Nsouli also makes another point - one that I tried to make on Monday, but perhaps not as elegantly. The rise in the surplus of the oil exporters has not been accompanied by a fall in the surplus of oil-importing Asia.
This graph - plucked from Nsouli -- tells the story better than any words:
Oil trade and global imbalances
(in billion of U.S. dollars)
Note the deterioration - as one would expect - in Asia's oil balance (the light blue bar). And note that this deterioration hasn't been matched by a deterioration in Asia's overall current account surplus (the green bar). Note that the deterioration in the United States' overall current account exceeds the deterioration in its oil trade account. That is because Asia's overall surplus with the US is rising - a point well illustrated in another of Nsouli's graphs (not reproduced here). The US has not cut back on its imports of Asian goods to pay for its oil imports.
Nor has the US made up for higher oil imports with higher exports, whether to Asia (see my earlier post - US exports to the Pacific Rim fell from 2.0% of US GDP in 2000 to 1.8% of US GDP in 2005) or to the oil exporters.
Indeed, Nsouli has put together data showing the obvious: US goods are not particularly popular in the Gulf or in Russia.
Oil exporters show a much lower tendency to import from the United States than either developed economies or developing countries (Table 2). In fact, oil exporters have turned into large buyers of goods from Asia, a region where they also sell the bulk of their oil. This has mitigated the improvement in the trade surplus of oil-exporting countries vis-Ã -vis Asian countries, which has been much less marked than the rise in oil exporters' trade surplus vis-Ã -vis the United States.
Judging from the data, I would say that Europe also is exporting more - its overall trade with the oil exporters remains in rough balance. Tis the US that is losing out, so to speak.
Nsouli: Oil exporters' trade balance
(in percent of oil exporters' GDP)
This graph ends in 2004, and we know that US exports to the oil states picked up (big time) in 2005. The dollar's fall v. the euro in 2003/04 started to have an impact. US capital goods producers could sell at a discount to European exporters.

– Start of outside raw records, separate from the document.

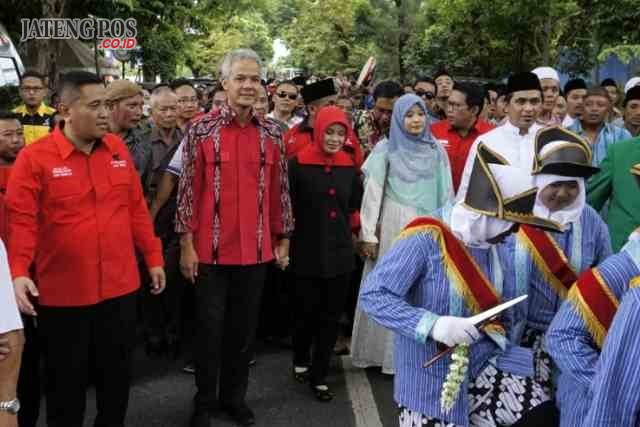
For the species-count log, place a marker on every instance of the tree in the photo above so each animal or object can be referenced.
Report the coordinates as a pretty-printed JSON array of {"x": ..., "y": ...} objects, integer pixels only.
[
  {"x": 321, "y": 36},
  {"x": 242, "y": 30}
]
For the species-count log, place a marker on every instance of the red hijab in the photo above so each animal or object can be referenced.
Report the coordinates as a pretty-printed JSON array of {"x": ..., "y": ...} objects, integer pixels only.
[{"x": 314, "y": 154}]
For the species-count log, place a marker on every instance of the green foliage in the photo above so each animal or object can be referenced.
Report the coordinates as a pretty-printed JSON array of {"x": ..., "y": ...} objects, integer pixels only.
[
  {"x": 470, "y": 37},
  {"x": 242, "y": 30},
  {"x": 9, "y": 97}
]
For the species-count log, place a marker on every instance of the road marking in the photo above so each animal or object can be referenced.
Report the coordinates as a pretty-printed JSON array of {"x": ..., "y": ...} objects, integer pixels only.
[{"x": 364, "y": 405}]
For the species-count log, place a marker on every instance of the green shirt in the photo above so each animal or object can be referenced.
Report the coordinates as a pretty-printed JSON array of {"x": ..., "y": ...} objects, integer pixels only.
[{"x": 615, "y": 184}]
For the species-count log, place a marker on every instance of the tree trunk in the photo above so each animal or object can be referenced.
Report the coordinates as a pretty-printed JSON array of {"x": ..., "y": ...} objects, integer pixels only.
[
  {"x": 402, "y": 38},
  {"x": 148, "y": 73},
  {"x": 546, "y": 48},
  {"x": 48, "y": 62}
]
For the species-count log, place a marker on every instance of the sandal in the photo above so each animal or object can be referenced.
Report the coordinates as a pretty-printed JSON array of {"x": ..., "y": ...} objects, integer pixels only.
[
  {"x": 322, "y": 392},
  {"x": 301, "y": 374}
]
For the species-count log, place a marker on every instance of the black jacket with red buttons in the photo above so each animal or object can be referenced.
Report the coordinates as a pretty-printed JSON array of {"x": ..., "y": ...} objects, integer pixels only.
[{"x": 326, "y": 193}]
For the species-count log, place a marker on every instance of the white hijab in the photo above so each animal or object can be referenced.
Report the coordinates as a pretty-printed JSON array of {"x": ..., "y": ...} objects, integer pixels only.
[
  {"x": 474, "y": 228},
  {"x": 564, "y": 216},
  {"x": 567, "y": 215}
]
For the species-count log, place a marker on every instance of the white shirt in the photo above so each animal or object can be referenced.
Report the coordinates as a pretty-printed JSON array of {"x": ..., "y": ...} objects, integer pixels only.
[
  {"x": 505, "y": 140},
  {"x": 567, "y": 121},
  {"x": 9, "y": 314},
  {"x": 175, "y": 165},
  {"x": 293, "y": 120}
]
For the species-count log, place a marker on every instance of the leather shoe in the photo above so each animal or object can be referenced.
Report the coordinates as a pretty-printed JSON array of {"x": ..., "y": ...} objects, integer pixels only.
[
  {"x": 200, "y": 418},
  {"x": 241, "y": 414}
]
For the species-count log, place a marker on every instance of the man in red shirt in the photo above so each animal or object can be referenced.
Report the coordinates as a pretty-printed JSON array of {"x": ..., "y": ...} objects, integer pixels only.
[
  {"x": 234, "y": 216},
  {"x": 315, "y": 96},
  {"x": 462, "y": 126},
  {"x": 76, "y": 214}
]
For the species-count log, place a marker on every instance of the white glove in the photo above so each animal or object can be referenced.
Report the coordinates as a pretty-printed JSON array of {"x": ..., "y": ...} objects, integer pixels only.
[{"x": 452, "y": 331}]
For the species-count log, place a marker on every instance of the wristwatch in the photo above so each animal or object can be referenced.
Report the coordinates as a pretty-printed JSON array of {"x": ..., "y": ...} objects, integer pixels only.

Boeing did well. And the oil exporters bought more of everything. But the basic story still holds. Other countries have done far better than the US at exporting to the unquestioned winners from China's emergence -
In a weird way, though, it all has worked out to date.
The US isn't very good at producing stuff the oil exporters want to buy. Goods that is. The US is pretty darn good at producing debt. And the oil exporters haven't been allergic to buying US debt, though they do seem to prefer to buy it through intermediaries. And so long as the oil exporters opt to save rather than spend the windfall (and peg to the dollar), they will continue to demand what the US is good at producing. IOUs.
The challenge will come when the oil exporters start spending rather than saving. Or more accurately, whenever, oil prices stop rising faster than oil spending, so oil states' total savings surplus starts to fall.